Ce type de traitement, jadis réservé à un Sénèque, fut le lot de bien des "camarades" dont on s'épargnait ainsi le travail de l'exécution. Je ne sais pas jusqu'où il faut remonter dans l'histoire pour buter sur pareille saloperie, en tout cas, bien loin avant Richelieu.
Oui, c'est le fameux syndrome Boukharine, l'enfant chéri du Parti selon Lénine, qui a, comme tous (sauf Radek), accepté de plaider coupable et dont on a souvent dit qu'il se serait laissé exécuter comme traître, par un ultime service rendu à la cause.
Citation
Francis Marche
Les crimes du Communisme, amplement documentés, présentent à l'examen un trait si particulier et si vaste, comme une figure dans une falaise que personne ne voit à cause de sa dimension qui la rend indéchiffrable: une part importante, que je crois majoritaire, de leurs victimes étaient, au moins partiellement, consentantes.

Je ne suis pas sûr qu'il y ait eu beaucoup de victimes consentantes : tout ceci montre plutôt l'emprise extraordinaire que l'idéologie communiste a eue sur les esprits en Union Soviétique et ailleurs jusqu'en 1956.

Mais ne soyons pas naïfs : il y avait des menaces dissuasives concernant l'entourage familial, pour les accusés récalcitrants.

On peut créditer le régime stalinien de plusieurs réussites indéniables : le crime organisé à grande échelle, le mensonge permanent à tous les niveaux et la propagande très bien orchestrée !

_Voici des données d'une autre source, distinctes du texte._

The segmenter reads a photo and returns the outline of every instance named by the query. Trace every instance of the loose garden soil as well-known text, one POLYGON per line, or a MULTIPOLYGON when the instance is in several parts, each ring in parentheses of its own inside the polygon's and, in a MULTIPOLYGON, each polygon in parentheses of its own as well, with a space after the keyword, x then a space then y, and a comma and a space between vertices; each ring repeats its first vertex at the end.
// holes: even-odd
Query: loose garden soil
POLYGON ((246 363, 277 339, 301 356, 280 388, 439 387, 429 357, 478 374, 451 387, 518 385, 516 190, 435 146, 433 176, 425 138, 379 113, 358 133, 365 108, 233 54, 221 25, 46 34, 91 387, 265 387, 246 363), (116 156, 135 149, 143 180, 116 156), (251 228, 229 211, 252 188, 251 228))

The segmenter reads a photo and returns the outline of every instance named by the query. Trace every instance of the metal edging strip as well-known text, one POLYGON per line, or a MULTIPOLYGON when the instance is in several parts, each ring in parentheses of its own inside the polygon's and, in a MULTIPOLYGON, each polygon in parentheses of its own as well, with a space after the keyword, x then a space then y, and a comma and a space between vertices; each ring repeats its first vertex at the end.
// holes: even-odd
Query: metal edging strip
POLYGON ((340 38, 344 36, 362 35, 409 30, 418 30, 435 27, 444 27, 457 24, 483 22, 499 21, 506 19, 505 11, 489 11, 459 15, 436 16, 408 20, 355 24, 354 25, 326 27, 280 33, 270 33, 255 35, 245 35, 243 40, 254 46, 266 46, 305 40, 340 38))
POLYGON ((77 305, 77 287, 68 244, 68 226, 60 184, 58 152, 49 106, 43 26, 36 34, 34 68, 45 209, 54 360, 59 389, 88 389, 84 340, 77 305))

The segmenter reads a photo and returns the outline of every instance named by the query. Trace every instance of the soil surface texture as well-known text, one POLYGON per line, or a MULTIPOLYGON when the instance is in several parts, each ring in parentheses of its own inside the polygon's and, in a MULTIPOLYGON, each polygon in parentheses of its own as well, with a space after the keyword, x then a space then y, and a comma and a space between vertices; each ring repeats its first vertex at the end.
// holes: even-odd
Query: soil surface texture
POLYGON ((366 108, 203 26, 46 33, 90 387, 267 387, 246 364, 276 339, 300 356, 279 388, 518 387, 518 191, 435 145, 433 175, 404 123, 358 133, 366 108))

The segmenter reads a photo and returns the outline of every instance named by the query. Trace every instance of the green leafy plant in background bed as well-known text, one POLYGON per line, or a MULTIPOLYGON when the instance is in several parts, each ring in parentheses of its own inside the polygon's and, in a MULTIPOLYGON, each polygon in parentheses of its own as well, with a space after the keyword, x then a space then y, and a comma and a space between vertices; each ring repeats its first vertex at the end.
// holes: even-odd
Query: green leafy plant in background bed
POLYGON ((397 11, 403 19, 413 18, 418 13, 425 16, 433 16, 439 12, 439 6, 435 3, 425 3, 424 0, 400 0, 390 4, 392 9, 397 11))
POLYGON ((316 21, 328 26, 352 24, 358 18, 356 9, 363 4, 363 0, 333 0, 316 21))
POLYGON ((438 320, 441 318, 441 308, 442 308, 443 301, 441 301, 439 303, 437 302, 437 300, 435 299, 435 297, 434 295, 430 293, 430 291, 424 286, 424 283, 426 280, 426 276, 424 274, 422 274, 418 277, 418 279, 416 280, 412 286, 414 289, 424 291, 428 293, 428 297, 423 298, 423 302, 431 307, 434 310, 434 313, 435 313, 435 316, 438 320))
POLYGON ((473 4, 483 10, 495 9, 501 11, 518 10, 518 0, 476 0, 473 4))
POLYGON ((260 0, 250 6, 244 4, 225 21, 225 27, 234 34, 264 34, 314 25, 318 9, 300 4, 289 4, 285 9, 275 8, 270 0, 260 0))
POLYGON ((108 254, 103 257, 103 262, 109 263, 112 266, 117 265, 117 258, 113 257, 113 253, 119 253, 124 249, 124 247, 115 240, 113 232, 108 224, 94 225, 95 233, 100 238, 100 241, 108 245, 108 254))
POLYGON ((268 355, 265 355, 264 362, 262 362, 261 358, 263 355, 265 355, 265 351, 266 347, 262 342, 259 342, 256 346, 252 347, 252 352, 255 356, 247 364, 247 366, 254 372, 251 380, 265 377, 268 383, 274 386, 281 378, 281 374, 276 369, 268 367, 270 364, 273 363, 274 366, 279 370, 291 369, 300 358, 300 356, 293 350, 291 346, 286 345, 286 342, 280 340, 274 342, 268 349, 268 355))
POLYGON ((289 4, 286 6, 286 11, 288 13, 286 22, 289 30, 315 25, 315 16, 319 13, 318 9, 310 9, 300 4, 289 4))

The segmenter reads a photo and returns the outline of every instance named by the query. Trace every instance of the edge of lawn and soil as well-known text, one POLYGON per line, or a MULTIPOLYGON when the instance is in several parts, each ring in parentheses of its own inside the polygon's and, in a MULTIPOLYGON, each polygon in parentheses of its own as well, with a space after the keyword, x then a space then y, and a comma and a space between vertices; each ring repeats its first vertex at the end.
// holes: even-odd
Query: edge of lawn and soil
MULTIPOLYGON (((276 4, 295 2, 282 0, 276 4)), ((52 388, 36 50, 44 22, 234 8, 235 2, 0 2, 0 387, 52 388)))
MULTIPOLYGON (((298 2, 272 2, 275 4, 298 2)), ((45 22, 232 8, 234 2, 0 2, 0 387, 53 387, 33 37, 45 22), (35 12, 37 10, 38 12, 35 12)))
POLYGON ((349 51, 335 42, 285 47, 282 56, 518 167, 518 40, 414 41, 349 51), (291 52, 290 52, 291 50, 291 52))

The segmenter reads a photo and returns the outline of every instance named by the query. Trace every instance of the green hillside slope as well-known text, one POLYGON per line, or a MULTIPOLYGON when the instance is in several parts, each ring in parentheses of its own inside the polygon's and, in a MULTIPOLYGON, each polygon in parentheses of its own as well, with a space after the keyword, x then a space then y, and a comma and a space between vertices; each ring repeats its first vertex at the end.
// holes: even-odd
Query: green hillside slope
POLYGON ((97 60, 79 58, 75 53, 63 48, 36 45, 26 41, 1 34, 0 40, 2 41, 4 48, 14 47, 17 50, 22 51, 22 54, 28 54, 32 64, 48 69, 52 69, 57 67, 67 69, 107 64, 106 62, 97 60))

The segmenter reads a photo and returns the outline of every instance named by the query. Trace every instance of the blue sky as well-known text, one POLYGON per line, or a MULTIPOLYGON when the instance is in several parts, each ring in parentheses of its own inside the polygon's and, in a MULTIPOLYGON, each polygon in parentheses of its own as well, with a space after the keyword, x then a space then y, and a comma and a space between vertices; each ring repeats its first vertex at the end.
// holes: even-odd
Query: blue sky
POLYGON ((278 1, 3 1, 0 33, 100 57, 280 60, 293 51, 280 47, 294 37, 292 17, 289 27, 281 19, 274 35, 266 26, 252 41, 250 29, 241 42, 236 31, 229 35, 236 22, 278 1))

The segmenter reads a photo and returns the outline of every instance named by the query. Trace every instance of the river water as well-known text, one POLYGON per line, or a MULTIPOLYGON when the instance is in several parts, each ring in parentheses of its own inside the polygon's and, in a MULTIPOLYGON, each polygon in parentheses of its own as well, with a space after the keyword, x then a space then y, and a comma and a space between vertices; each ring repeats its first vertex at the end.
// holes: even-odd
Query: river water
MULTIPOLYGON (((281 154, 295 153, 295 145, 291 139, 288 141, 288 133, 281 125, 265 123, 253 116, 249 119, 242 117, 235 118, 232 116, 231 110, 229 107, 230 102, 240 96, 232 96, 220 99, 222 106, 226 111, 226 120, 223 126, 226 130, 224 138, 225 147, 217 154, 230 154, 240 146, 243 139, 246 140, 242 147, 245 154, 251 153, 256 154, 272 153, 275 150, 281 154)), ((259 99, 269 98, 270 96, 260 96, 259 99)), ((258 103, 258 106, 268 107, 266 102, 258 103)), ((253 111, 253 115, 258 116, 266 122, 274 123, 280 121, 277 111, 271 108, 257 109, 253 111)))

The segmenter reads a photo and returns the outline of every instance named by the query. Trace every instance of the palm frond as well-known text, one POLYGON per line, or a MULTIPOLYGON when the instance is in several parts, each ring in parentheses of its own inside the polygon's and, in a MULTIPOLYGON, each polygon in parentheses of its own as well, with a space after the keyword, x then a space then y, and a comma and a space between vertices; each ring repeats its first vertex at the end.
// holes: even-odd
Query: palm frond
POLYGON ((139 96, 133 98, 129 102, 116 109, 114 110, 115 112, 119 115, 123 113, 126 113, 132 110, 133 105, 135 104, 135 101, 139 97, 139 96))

C'est très mystérieux. On connaît le mécanisme depuis l'époque même des procès de Moscou (Koestler n'est que le plus connu des nombreux analystes et écrivains qui se sont attelés à cette entreprise difficile dès ce moment), et on en a eu une description extrêmement détaillée par une des victimes avec la publication dans les années soixante de L'Aveu d'Arthur London sans que ce mystère soit totalement levé. L'aveu, donc ce que Francis Marche appelle le consentement, a été obtenu à l'issue d'un long processus visant à briser ces hommes, y compris par la torture, notamment la privation de sommeil, et les menaces sur leur famille. Malgré tout, quand j'ai lu L'Aveu, il m'est resté l'impression d'avoir compris le déroulement d'un processus mais pas le cœur, le noyau central, le fin mot, pour autant qu'il y en ait un. C'est un peu comme la Grande Guerre ou la Shoah : on a beau lire, réfléchir, en savoir énormément, on ne comprend pas mieux le plus important.

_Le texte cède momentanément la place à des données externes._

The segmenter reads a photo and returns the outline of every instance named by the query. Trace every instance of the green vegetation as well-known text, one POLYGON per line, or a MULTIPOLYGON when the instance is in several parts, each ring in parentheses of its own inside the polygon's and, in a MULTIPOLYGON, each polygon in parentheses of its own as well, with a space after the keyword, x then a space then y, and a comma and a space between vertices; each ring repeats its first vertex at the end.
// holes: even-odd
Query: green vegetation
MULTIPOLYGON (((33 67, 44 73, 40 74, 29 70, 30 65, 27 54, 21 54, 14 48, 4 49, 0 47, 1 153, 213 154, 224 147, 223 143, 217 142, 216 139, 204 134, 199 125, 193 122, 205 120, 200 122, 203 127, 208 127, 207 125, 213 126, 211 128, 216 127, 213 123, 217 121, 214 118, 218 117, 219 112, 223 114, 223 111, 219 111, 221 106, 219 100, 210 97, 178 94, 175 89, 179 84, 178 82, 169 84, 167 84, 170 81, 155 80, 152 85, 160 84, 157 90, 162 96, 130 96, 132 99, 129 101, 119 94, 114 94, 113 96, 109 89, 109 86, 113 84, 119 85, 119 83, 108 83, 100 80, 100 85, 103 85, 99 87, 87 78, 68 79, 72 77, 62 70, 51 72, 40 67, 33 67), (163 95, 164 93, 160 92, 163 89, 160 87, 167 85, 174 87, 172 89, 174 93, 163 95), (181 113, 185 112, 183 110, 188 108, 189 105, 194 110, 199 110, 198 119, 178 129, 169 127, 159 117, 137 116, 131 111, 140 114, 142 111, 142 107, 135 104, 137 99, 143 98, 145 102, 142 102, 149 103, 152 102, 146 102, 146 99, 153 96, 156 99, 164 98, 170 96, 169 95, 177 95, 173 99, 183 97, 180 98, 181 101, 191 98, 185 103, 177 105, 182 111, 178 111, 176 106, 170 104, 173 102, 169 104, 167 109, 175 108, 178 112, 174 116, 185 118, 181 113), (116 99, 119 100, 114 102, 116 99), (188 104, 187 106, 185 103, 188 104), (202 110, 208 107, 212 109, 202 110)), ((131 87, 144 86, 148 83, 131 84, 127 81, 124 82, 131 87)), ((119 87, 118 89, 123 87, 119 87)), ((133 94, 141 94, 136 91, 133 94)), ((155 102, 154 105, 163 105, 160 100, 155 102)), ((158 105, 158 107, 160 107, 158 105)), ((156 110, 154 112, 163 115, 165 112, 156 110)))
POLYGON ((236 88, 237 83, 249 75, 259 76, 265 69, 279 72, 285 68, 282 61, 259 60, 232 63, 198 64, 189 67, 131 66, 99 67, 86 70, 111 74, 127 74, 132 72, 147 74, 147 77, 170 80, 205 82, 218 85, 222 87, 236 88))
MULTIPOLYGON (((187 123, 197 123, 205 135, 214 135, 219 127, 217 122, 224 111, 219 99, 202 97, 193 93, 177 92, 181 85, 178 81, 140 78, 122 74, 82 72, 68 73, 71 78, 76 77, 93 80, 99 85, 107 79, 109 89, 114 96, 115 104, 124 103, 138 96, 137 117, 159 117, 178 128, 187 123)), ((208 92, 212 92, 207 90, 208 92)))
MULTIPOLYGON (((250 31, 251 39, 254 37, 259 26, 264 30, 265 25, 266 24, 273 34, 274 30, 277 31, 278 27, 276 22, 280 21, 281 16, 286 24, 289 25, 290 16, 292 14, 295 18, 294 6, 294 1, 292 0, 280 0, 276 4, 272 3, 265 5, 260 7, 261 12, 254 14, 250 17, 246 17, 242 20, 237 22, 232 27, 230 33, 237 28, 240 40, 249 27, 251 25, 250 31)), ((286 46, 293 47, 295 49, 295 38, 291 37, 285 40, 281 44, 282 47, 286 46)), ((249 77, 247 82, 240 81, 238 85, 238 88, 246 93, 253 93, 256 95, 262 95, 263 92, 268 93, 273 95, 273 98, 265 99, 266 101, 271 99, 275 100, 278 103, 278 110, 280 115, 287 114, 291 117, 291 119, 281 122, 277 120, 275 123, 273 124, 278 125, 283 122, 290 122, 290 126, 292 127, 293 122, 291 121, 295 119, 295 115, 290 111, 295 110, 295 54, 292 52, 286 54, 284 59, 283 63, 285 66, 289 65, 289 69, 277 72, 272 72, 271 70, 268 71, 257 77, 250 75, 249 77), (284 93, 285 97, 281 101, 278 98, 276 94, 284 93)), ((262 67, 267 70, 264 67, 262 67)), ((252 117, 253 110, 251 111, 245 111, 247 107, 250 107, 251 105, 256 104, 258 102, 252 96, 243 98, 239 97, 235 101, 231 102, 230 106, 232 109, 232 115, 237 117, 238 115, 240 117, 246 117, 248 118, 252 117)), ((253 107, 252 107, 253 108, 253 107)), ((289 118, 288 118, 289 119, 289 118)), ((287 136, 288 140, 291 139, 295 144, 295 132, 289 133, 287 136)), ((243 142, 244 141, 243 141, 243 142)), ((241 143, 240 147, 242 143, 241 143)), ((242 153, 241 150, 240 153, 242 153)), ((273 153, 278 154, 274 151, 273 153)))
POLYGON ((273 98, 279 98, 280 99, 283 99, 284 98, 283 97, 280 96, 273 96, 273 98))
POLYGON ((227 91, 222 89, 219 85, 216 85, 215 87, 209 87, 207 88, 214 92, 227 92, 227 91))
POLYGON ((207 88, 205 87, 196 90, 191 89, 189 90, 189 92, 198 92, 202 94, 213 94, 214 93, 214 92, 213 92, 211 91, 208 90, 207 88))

Je pense que c'est le même lavage de cerveau, les mêmes pressions sur l'entourage, les mêmes intimidations et menaces, bref, le même conditionnement, qui poussent certains jeunes musulmans à se faire sauter au milieu des infidèles. Je ne crois pas du tout à l'héroïsme de ces dévoyés. Il est assez symptomatique que le cinéma n'ait pas osé se pencher sur la façon dont ces " kamikases " sont pris en main. Il préfère faire un film sur Carlos, dont le réalisateur nous expliquait gravement ce matin sur France-culture, approuvé par tous les participants à l'émission, qu' il y a toujours une part d'humanité dans tout homme quel qu'il soit et on comprenait qu'il n'avait pas voulu faire de son personnage un monstre. Pour ce milieu Carlos n'est pas forcément un monstre mais Le Pen, oui !

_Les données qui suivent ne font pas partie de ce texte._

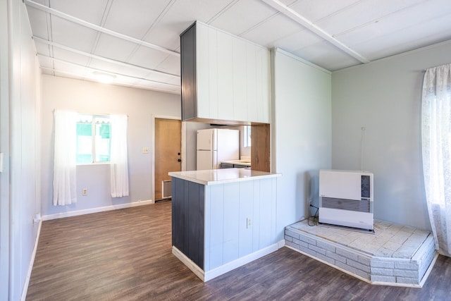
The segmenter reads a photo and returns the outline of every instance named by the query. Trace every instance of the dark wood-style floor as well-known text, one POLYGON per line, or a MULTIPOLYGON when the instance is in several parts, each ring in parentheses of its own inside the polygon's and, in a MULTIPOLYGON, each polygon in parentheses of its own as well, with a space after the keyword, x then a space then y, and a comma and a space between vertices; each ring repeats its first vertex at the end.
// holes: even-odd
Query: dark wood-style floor
POLYGON ((287 247, 203 283, 171 253, 171 202, 44 221, 27 300, 451 300, 451 258, 423 288, 371 285, 287 247))

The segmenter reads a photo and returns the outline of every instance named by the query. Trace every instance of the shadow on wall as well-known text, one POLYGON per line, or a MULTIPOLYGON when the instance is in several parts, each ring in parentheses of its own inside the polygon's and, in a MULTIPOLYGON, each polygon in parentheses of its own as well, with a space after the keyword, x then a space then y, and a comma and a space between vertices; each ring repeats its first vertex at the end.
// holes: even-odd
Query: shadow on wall
MULTIPOLYGON (((319 170, 311 170, 299 173, 297 179, 296 212, 299 216, 307 219, 316 214, 319 207, 319 170)), ((297 216, 297 214, 296 214, 297 216)))

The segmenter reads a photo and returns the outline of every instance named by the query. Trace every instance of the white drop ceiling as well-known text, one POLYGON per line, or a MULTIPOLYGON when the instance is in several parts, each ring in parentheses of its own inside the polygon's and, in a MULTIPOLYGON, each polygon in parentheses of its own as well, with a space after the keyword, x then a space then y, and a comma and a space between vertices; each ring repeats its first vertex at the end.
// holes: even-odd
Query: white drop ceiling
POLYGON ((44 74, 176 94, 180 34, 197 20, 330 71, 451 39, 451 0, 24 2, 44 74))

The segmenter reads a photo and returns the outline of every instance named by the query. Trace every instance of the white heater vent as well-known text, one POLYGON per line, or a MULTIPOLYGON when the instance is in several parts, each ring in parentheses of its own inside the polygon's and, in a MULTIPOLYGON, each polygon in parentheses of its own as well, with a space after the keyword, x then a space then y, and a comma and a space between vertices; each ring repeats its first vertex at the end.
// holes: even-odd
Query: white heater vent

Il y a bien un film , assez remarquable, qui montre le conditionnement dont je parle plus haut, mais sur les kamikases ...tamouls.
Citation
Marcel Meyer
C'est un peu comme la Grande Guerre ou la Shoah : on a beau lire, réfléchir, en savoir énormément, on ne comprend pas mieux le plus important.

Vous soulignez là, cher Marcel, un point essentiel qui pourrait changer notre mode de fonctionnement, notre regard et jusqu'à notre vie.